Harmony Protocol、業務停止を発表――イーサリアムへ移行

Harmony Protocolは、国家主体やAIエージェントによる脅威を理由に業務を停止し、イーサリアムへ移行する。しかし、イーサリアム自体もハッキング問題を抱えている。

08/09/2026 11:43約 5 分で読めます

Harmony Protocolは、「国家主体やAIエージェントによる脅威が大きすぎる」との懸念を理由に、業務を停止することを決定した。

日曜日、チームはXを通じて、2019年に開始されたプロジェクトがイーサリアムに移行し、ONEトークンの安全性がより高まることを期待すると発表した。

しかし、現在イーサリアムを襲っている一連の不正利用は、Harmonyが新しいチェーン上でも依然としてリスクにさらされる可能性を示唆している。

8月11日、同プロトコルは3兆のネイティブONEトークンの「不正な鋳造」につながる不正利用を経験した。チームはその後、チェーンをロールバックし、ハッキング前の状態に復元した。

ONEの価格はハッキング後に急落し、過去1か月で40%以上の価値を失った。

Harmonyは以前、2022年にHorizonブリッジで壊滅的な1億ドルのハッキング被害を受けており、その年には複数のブリッジが9桁の損失を出している。

同年のピーク時には、ネットワークは10億ドル以上の総価値ロック(TVL)を保有していた。現在、その数字はわずか15万ドルである。

安全を求めて

移行はスナップショットを使用し、ユーザーの残高は「イーサリアム上の同じウォレットアドレスにエアドロップされる」予定だ。

ただし、スマートコントラクトに預けられたトークンは移行できず、それらのユーザーには資金を引き出すための3日間の通知しか与えられていない。

Harmonyネットワークの縮小とイーサリアムへの移行に加えて、プロジェクトは「AIビデオのリミックス経済」へと軸足を移しているようだ。
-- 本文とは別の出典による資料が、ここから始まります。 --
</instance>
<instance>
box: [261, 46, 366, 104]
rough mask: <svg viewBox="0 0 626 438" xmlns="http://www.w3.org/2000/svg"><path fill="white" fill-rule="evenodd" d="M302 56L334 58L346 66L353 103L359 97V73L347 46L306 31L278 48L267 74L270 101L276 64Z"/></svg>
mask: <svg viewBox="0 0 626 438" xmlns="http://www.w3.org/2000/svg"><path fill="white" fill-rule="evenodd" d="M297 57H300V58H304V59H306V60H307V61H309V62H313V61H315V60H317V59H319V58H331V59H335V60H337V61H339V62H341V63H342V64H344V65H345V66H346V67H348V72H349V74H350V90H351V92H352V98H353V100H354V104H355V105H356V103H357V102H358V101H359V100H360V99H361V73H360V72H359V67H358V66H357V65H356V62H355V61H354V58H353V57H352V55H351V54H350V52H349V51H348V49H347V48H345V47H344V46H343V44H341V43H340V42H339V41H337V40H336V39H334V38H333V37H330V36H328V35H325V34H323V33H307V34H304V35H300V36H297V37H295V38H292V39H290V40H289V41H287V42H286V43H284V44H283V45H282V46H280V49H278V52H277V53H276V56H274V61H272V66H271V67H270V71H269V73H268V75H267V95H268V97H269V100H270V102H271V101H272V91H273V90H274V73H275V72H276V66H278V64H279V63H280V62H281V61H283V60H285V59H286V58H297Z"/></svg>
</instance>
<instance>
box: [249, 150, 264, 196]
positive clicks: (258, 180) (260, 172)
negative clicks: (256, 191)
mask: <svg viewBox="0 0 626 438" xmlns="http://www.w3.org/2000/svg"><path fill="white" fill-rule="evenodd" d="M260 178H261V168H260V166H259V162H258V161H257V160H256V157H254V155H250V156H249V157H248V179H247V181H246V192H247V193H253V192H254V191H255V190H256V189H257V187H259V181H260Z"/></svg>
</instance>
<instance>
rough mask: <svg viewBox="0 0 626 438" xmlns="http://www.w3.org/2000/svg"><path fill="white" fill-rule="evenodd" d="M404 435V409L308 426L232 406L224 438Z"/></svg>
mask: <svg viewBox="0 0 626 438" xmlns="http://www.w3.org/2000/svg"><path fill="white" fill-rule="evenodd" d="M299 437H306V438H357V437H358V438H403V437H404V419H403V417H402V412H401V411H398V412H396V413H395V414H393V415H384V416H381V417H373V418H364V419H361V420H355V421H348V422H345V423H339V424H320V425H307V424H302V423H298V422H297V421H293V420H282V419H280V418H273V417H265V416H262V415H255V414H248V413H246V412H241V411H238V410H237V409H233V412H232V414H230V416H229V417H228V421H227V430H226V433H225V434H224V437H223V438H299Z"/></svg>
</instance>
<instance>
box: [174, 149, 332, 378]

同プロジェクトは、「100万人のユーザーから数千万ドルの収益を生み出せる」可能性のある広告収入を野心的に狙っている。

移行の発表では、既存のHarmonyバリデーターに対し、「ガバナー、AIビデオオペレーター、またはアフィリエイト」としての新たな役割を検討するよう推奨している。

Harmonyはイーサリアム上でより安全になるか?

Harmonyの実績は脆弱だが、その移行先であるイーサリアム自体も、ここ数ヶ月で憂慮すべき数のセキュリティインシデントに見舞われている。

ブロックチェーンセキュリティ企業のCertiKは最近のレポートで、2026年上半期に344件のインシデントを集計した。このうち153件がイーサリアムで発生しており、全体の約44%を占めている。

今年の不正利用の増加は、強力なAIモデルの台頭に関連していると疑われている。

6月には、暗号コミュニティはAnthropicのFableのリリースを緊張して待っていたが、このモデルがサイバーセキュリティ関連のクエリを処理しないように「弱体化」されていることがすぐに明らかになった。

とはいえ、プロトコルレベルでは、イーサリアムはブロックチェーンが得られる限り安全である。しかし、他のいくつかのネットワークは最近、構造層を標的にした不正利用に遭っている。

Harmonyのインシデントに加えて、脆弱なCosmos EVMモジュールを使用していた少なくとも4つのチェーンで、バグにより混乱と損失が発生した。

また8月下旬には、Core DAOの不正利用により550万ドルのバリデーター報酬が早期に発行された。

結局のところ、比較的安全なベースレイヤーであるイーサリアム上であっても、安全性は各プロジェクトのコードの質に依存する。Harmonyの新しいAIビデオ事業が成功するか失敗するかは、ホストチェーンに関係なく、チーム次第である。